Ainda na carta matutina, fugindo ao óbvio e procurando ir buscar os sabores ucranianos, há uma omelete com nduja artesanal, molho holandês de sriracha e chips de inhame (12,50€). O produto português destaca-se na torrada de sardinha com alga marinha, pickles e maionese de pele de frango (9€) ou no brioche doce com gelado de pão, ananás dos Açores e caramelo de pão (11,50€). O tártaro de carne maturada, com maionese de kimchi servido numa french toast (14€) é já um dos mais pedidos.
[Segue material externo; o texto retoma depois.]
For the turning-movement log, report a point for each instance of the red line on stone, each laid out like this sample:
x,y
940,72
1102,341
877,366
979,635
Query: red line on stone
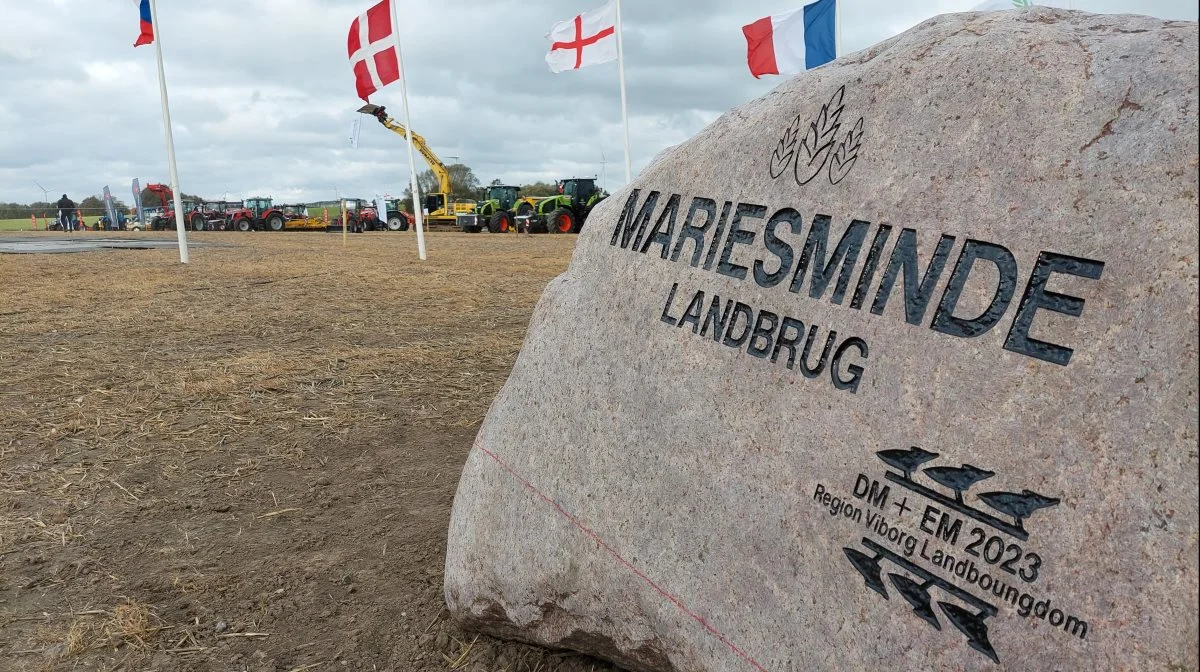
x,y
612,552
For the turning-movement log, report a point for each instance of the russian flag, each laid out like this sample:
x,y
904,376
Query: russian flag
x,y
147,36
793,41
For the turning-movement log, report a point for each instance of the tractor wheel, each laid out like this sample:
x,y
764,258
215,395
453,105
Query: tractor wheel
x,y
561,221
501,222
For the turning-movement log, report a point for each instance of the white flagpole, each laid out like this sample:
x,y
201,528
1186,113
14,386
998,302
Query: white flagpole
x,y
408,125
837,23
624,113
180,231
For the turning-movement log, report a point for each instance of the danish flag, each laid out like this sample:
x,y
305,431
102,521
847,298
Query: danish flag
x,y
372,49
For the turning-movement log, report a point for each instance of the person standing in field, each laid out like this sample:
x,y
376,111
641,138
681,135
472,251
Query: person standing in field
x,y
66,213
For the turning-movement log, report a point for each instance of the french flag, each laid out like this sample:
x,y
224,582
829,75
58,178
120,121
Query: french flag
x,y
147,36
793,41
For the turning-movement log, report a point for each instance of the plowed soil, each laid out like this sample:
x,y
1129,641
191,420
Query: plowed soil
x,y
247,462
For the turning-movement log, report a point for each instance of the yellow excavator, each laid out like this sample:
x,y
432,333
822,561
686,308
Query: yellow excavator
x,y
438,208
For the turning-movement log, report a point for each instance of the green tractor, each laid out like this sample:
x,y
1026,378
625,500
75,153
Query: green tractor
x,y
567,211
498,210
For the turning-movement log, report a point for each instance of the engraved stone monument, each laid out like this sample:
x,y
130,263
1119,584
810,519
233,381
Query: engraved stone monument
x,y
894,367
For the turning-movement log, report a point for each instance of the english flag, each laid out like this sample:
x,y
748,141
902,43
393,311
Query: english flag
x,y
795,41
371,46
147,36
589,39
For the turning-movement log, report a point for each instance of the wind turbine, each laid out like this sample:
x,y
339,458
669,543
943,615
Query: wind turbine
x,y
604,169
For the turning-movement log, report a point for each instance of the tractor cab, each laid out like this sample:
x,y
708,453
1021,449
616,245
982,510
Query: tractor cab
x,y
505,197
579,189
258,205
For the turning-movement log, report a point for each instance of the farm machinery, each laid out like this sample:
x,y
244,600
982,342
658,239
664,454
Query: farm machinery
x,y
565,211
211,215
499,210
364,215
438,207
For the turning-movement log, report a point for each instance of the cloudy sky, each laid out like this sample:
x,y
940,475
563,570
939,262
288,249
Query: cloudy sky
x,y
262,96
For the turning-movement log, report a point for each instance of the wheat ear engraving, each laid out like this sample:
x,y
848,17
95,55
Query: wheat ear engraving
x,y
847,154
785,149
817,143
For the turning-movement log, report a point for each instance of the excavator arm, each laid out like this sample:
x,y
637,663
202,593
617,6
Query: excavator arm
x,y
439,169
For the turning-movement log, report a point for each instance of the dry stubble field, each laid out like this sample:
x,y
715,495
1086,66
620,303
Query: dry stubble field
x,y
249,462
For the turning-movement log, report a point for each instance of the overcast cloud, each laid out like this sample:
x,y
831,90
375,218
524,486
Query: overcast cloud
x,y
262,96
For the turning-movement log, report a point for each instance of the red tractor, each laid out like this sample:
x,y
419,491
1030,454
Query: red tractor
x,y
257,214
167,220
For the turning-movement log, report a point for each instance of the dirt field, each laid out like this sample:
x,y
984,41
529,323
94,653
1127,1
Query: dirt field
x,y
249,462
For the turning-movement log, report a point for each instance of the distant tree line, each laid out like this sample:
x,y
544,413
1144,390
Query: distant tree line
x,y
89,205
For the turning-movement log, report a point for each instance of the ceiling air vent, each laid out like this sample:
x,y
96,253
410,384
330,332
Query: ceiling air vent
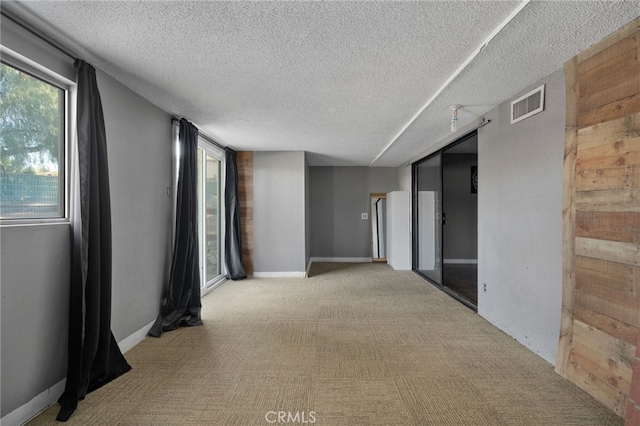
x,y
527,105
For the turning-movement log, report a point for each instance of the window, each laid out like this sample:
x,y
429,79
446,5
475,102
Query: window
x,y
33,116
210,162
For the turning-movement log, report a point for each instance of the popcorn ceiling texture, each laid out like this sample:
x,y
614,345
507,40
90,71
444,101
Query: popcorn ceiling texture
x,y
340,80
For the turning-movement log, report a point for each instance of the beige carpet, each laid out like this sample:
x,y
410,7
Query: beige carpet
x,y
354,344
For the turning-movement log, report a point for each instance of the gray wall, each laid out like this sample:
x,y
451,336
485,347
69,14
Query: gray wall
x,y
279,212
338,197
139,143
460,231
520,171
307,211
35,259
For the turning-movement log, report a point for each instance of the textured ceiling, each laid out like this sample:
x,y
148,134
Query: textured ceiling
x,y
352,83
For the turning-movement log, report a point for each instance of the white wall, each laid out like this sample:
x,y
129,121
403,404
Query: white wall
x,y
279,234
520,170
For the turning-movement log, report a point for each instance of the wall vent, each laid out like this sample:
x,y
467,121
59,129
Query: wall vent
x,y
527,105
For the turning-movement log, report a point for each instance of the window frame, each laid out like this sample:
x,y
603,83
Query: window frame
x,y
217,153
69,88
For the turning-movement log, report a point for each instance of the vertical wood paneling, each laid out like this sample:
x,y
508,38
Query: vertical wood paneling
x,y
245,192
601,219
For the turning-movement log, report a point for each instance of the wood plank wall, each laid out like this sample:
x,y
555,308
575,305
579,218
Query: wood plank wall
x,y
245,193
601,219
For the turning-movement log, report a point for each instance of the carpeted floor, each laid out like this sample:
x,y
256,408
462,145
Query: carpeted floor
x,y
353,344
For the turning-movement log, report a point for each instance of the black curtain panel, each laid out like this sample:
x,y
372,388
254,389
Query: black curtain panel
x,y
94,357
182,307
233,240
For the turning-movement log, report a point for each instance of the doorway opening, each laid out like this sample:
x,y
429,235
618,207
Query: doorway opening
x,y
445,219
378,203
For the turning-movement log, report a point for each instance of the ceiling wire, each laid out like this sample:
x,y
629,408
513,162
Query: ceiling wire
x,y
457,72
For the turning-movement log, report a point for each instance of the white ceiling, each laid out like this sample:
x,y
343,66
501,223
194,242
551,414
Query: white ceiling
x,y
352,83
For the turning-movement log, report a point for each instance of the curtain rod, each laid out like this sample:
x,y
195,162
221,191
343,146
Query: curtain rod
x,y
202,135
36,32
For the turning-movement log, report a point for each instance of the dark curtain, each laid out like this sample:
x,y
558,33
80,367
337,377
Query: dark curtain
x,y
233,240
183,306
94,357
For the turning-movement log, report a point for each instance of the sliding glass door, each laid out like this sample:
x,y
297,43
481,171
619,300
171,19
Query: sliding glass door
x,y
210,163
428,218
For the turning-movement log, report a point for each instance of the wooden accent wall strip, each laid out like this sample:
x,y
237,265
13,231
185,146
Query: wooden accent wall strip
x,y
601,220
245,193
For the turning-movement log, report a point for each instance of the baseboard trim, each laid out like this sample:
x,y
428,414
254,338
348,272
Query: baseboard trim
x,y
342,259
129,342
38,404
42,401
285,274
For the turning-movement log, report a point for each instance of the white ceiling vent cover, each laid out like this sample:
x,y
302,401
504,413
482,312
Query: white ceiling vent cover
x,y
527,105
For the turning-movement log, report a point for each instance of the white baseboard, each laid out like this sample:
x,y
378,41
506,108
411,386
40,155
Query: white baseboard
x,y
41,402
129,342
342,259
286,274
28,411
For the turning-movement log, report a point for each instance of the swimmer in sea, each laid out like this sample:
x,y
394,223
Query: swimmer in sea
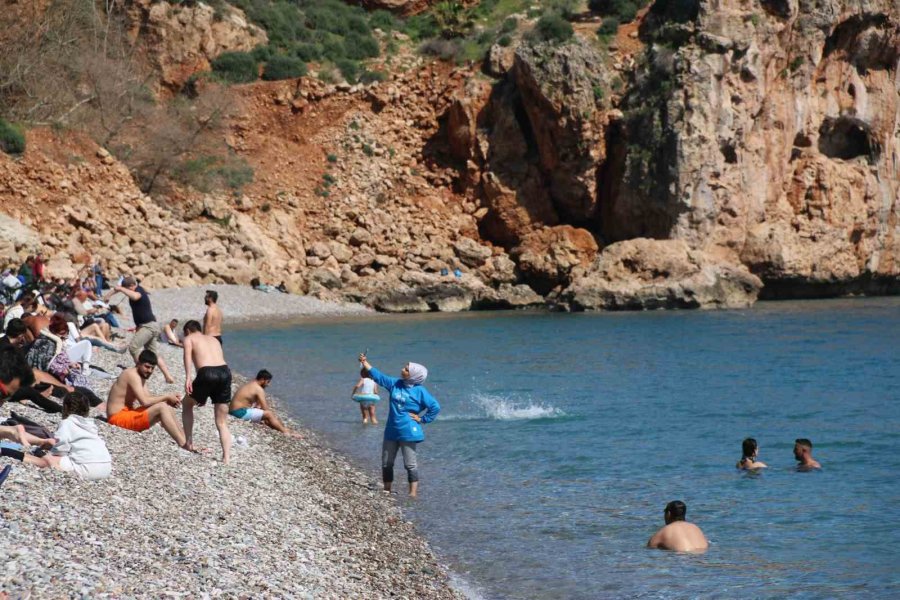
x,y
678,535
367,387
749,452
249,404
803,454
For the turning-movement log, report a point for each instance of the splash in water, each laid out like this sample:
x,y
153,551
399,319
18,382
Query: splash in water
x,y
500,408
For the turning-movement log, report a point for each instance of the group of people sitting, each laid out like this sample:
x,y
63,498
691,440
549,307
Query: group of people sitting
x,y
50,332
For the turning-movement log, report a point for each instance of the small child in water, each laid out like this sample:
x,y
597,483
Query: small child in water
x,y
78,447
366,387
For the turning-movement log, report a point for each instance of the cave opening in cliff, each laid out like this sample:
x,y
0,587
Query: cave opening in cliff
x,y
848,138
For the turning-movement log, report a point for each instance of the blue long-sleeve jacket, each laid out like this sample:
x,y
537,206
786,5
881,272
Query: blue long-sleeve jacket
x,y
406,399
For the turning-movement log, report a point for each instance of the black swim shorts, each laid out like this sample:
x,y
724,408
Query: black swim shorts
x,y
212,383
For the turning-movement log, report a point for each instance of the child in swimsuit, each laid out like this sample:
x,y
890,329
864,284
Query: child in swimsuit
x,y
366,387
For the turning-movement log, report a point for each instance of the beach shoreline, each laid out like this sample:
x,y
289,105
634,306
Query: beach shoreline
x,y
288,517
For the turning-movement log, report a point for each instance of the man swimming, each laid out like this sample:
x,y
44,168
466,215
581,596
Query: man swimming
x,y
130,406
249,404
749,452
213,381
678,535
803,454
212,320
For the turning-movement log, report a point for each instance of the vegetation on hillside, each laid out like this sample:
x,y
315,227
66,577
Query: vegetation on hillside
x,y
12,140
73,67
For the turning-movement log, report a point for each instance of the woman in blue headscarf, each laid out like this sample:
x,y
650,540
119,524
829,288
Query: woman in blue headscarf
x,y
408,401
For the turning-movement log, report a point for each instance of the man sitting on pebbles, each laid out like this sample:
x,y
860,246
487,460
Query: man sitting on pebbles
x,y
131,389
213,381
249,404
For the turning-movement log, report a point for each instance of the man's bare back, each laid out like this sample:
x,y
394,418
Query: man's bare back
x,y
124,391
247,396
679,536
212,320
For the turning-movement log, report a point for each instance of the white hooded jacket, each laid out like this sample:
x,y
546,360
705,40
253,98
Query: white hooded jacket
x,y
77,438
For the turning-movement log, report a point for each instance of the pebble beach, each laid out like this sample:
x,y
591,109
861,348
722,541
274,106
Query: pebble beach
x,y
288,518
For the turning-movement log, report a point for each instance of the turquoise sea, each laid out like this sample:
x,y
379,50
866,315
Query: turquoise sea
x,y
563,436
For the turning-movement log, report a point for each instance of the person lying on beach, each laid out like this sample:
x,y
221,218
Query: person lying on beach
x,y
249,404
77,447
168,336
403,430
678,535
803,454
749,452
366,387
213,381
130,406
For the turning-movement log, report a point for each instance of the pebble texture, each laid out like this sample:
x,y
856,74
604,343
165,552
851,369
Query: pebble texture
x,y
288,518
241,303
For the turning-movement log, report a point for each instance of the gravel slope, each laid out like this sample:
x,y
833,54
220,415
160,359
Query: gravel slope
x,y
241,303
288,518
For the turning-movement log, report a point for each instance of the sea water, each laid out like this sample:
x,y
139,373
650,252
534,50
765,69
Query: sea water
x,y
562,437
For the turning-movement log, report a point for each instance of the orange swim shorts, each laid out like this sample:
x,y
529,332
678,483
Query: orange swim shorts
x,y
127,418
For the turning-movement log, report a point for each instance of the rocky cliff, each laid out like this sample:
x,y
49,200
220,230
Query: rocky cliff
x,y
181,39
770,130
712,152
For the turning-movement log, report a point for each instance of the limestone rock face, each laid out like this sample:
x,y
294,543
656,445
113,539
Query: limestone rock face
x,y
770,139
182,40
644,274
556,86
548,255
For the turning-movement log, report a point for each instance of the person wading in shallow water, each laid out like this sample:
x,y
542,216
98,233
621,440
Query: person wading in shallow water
x,y
678,534
403,431
803,454
749,452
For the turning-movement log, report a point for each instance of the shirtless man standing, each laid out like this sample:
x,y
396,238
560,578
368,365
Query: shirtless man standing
x,y
212,320
213,381
130,389
678,534
803,454
249,404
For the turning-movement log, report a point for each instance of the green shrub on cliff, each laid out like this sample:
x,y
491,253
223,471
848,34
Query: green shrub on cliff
x,y
284,67
236,67
12,140
317,30
552,28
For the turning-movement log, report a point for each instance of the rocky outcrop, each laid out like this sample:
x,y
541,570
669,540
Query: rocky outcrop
x,y
182,39
547,256
531,150
16,237
644,274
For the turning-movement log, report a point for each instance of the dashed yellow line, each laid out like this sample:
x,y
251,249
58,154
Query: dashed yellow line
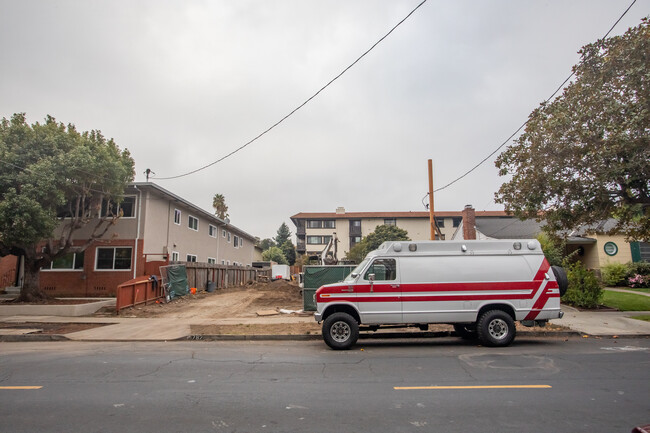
x,y
410,388
20,387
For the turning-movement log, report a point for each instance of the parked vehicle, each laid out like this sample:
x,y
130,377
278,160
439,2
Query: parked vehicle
x,y
480,287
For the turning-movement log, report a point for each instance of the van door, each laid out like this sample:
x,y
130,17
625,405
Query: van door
x,y
379,293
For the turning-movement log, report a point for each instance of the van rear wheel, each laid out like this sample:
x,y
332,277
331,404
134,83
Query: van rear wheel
x,y
496,328
340,331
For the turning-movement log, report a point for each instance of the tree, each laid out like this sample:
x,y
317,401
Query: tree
x,y
585,157
289,251
220,207
382,233
55,181
274,254
283,235
266,243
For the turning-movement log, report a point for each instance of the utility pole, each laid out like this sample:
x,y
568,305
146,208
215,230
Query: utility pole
x,y
432,219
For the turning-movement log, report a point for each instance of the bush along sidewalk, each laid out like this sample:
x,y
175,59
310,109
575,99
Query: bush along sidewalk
x,y
584,288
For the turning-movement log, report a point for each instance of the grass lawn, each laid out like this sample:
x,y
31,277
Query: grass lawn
x,y
626,301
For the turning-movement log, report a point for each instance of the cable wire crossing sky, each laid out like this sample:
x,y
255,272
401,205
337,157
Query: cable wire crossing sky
x,y
180,83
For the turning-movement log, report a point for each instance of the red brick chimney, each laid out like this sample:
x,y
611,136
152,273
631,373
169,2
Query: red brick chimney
x,y
469,222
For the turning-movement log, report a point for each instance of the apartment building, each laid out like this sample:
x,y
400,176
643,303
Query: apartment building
x,y
315,229
157,227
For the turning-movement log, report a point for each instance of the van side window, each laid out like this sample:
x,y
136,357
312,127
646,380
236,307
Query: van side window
x,y
384,270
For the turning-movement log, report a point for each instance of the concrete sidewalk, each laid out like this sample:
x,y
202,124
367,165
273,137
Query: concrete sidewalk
x,y
156,329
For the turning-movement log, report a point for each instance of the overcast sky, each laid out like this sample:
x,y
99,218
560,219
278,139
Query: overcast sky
x,y
183,83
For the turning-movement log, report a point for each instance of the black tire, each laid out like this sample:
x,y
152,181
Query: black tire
x,y
466,332
561,278
340,331
496,328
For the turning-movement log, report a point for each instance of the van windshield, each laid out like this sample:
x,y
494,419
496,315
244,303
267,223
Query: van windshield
x,y
356,271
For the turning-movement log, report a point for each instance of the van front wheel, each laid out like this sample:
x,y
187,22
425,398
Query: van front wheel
x,y
496,328
340,331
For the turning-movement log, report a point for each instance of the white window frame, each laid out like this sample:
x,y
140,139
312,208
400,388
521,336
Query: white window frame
x,y
113,268
72,269
189,226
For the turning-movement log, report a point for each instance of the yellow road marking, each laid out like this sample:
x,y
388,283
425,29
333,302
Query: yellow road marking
x,y
408,388
21,387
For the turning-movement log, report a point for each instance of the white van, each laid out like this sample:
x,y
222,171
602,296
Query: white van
x,y
481,287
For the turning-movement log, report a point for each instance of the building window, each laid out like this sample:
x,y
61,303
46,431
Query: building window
x,y
314,224
117,258
70,262
318,240
126,209
354,240
193,223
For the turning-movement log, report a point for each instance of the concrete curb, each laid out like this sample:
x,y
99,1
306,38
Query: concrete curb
x,y
309,337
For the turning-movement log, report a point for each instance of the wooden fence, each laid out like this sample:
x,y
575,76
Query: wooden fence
x,y
200,274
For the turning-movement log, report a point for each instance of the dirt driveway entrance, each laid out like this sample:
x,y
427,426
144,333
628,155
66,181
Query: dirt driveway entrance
x,y
237,302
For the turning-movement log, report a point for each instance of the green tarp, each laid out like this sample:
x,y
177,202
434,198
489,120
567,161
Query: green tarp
x,y
178,285
316,276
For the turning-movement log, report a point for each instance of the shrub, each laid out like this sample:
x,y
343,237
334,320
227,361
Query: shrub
x,y
639,268
584,289
614,274
638,281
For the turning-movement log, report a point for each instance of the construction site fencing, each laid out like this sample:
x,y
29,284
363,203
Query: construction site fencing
x,y
200,275
141,290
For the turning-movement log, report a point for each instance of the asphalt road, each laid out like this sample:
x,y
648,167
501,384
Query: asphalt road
x,y
443,385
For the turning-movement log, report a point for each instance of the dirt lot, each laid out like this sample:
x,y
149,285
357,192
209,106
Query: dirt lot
x,y
237,302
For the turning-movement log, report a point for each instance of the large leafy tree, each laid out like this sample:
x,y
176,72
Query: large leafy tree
x,y
55,180
382,233
283,234
220,207
585,157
Na carta de almoço, notam-se, porém, os sabores mais complexos, como no prato inspirado no tradicional (e de conforto) kasha, aqui servido com enguia fumada, frutas, limão salgado e trigo sarraceno (17€). Já o peixe branco confitado, com vegetais lacto-fermentados, batatas fritas e mousse de batata (16€) partiu da receita do bacalhau à Brás – “Não me batam”, brinca o chef – e é mais um exemplo do casamento entre a cozinha do Leste e a portuguesa.
Nas sobremesas, aplica-se o mesmo preceito e, também por isso, podem ser consideradas igualmente fora da caixa, ou loucas, na definição do chef. “Se pensarmos em sangue de galinha na sobremesa, é de loucos.” É verdade e acontece no gelado de couve-flor com caramelo de miso e crocante de brownie (6€). “Funciona e é muito bom”, orgulha-se. A regra é não ter regras, de tal forma que a carta está em constante mudança. “O primeiro menu que criámos foi há cerca de meio ano. Já o mudámos sete vezes”, revela. “Quando provamos alguma coisa incrível, à segunda, quando repetimos, já não parece tão incrível. A sensação não é a mesma. Quando mudamos algumas coisas, às vezes só um ou outro apontamento, é uma óptima forma de surpreender o cliente que volta. Brincamos com as emoções.”
Quanto às bebidas, a carta de vinhos está assente em referências de baixa intervenção. As surpresas, ou o trabalho caseiro, descobre-se nas infusões, na soda caseira e demais opções, como a tónica de hibisco e mirtilo (6€) ou na de jasmim e sabugueiro (6€).